Bir başka şüpheli İlhan Elvacı, TFF içindeki UEFA görüşmelerini ve süreçleri FETÖ çıkarları doğrultusunda yönettiği yönündeki suçlamaları tamamen reddediyor. Baransu ile yasa dışı herhangi bir e-posta trafiğinin olmadığını savunan Elvacı, FETÖ ile Baransu arasında temas bulunmadığını ve görev süresi boyunca federasyonda yasa dışı manipülasyon gözlemlemediğini belirtiyor.

Eski TFF Genel Sekreteri Ahmet Gülümse, Aziz Yıldırım'ın soruşturma sırasındaki ifadesinin tutanaklarını Lütfi Arıboğan'dan aldığını ve buna "Bu utanç verici, iğrenç ve üzücü" şeklinde yanıt verdiğini anlatıyor. Belgenin kendisine kendi talebiyle değil, Arıboğan'ın inisiyatifiyle gönderildiğini vurgulayan Gülümse, Arıboğan'ın FETÖ bağlantısını bilmediğini ve tüm suçlamaları kabul etmediğini dile getiriyor.

Soruşturmada şüpheli konumundaki Ebru Köksal ise Baransu'yu hiç tanımadığını ve 3 Temmuz olaylarından aylar sonra, Aralık 2011'de göreve başladığını söylüyor.

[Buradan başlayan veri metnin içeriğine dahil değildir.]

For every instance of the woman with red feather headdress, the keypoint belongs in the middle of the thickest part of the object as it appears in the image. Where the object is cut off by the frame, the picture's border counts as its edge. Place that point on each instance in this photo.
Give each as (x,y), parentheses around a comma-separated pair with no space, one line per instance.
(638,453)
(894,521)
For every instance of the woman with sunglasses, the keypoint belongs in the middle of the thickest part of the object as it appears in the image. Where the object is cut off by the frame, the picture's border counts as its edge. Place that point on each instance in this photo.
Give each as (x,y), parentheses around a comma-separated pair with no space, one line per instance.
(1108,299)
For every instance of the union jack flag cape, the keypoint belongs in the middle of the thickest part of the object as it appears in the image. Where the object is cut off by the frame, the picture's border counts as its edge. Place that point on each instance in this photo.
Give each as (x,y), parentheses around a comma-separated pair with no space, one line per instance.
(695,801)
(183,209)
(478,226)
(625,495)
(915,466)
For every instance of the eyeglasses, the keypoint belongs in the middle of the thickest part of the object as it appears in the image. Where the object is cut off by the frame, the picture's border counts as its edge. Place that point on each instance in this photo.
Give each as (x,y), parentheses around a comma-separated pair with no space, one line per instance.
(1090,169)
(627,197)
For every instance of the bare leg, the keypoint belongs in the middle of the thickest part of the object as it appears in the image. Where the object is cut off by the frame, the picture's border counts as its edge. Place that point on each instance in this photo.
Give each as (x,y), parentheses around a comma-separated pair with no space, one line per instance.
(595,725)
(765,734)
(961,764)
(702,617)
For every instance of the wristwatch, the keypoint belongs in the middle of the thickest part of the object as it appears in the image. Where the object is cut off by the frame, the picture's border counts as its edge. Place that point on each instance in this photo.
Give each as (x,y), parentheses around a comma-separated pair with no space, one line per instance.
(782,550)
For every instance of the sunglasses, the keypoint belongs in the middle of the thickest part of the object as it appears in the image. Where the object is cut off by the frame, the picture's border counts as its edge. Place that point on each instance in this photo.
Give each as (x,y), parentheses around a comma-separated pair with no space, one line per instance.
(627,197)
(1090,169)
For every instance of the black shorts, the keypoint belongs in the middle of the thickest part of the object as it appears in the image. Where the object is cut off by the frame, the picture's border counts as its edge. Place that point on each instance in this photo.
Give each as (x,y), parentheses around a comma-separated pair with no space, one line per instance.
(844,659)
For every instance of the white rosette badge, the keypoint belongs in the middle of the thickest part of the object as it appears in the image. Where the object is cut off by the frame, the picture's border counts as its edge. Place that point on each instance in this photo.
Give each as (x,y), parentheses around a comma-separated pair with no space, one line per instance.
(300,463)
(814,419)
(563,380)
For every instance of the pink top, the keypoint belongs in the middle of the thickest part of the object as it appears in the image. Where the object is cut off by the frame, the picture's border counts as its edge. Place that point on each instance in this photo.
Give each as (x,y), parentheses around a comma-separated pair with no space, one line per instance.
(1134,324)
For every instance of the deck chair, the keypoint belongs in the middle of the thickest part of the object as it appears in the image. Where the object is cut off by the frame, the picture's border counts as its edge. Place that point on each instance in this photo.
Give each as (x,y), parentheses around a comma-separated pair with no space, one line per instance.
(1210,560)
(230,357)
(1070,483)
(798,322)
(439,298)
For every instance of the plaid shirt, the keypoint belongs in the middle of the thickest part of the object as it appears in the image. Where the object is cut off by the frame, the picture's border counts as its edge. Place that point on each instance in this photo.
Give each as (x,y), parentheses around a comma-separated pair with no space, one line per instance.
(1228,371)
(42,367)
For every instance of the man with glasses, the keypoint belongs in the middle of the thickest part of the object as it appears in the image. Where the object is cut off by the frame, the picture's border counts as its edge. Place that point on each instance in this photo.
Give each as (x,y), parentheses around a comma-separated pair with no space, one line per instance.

Bu nedenle süreçte herhangi bir rolü veya dahli olmadığını savunuyor.

Bu ifadeler, 2011'deki şike soruşturmasının FETÖ tarafından futbol üzerinden nasıl bir manipülasyon aracı olarak kullanıldığı iddialarını yeniden gündeme getiriyor. Şüphelilerin ortak noktası, Baransu ile doğrudan bağlantılarını reddetmeleri ve soruşturmanın arka planındaki bağlantıları inkar etmeleri.

Futbolseverler için bu gelişmeler, geçmişteki büyük operasyonların perde arkasını aydınlatma potansiyeli taşıyor. İfadelerin detayları, soruşturmanın nasıl şekillendiğine dair yeni ipuçları sunarken, FETÖ'nün spor dünyasındaki alleged etkisini bir kez daha tartışmaya açıyor.

Tüm bu savunmalar, mahkeme süreçlerinde nasıl değerlendirilecek merak konusu. Ortaya çıkan belgeler ve ifadeler, şike davasının yeniden yorumlanmasına yol açabilir mi? Futbol camiasındaki bu sarsıcı detaylar, uzun süre konuşulacak gibi görünüyor.

Özgür Özel'den Şok İddia: Erdoğan Talimat Vermedi mi?
Özgür Özel'den Şok İddia: Erdoğan Talimat Vermedi mi?
İçeriği Görüntüle

Bu tür soruşturmaların derinliği, sporun ötesinde toplumsal yankılar yaratıyor. İfadelerdeki tutarlı reddedişler, iddiaların zayıflığını mı gösteriyor yoksa daha fazla soru mu doğuruyor? Gelişmeleri takip etmek, futbol tarihinin bu karanlık sayfalarını anlamak için önemli.

Şike soruşturması ifadeleri, sadece geçmişin hesabı değil, geleceğin adaleti için de kritik öneme sahip. Her bir detayın incelenmesi, gerçeğin ortaya çıkmasına katkı sağlayabilir.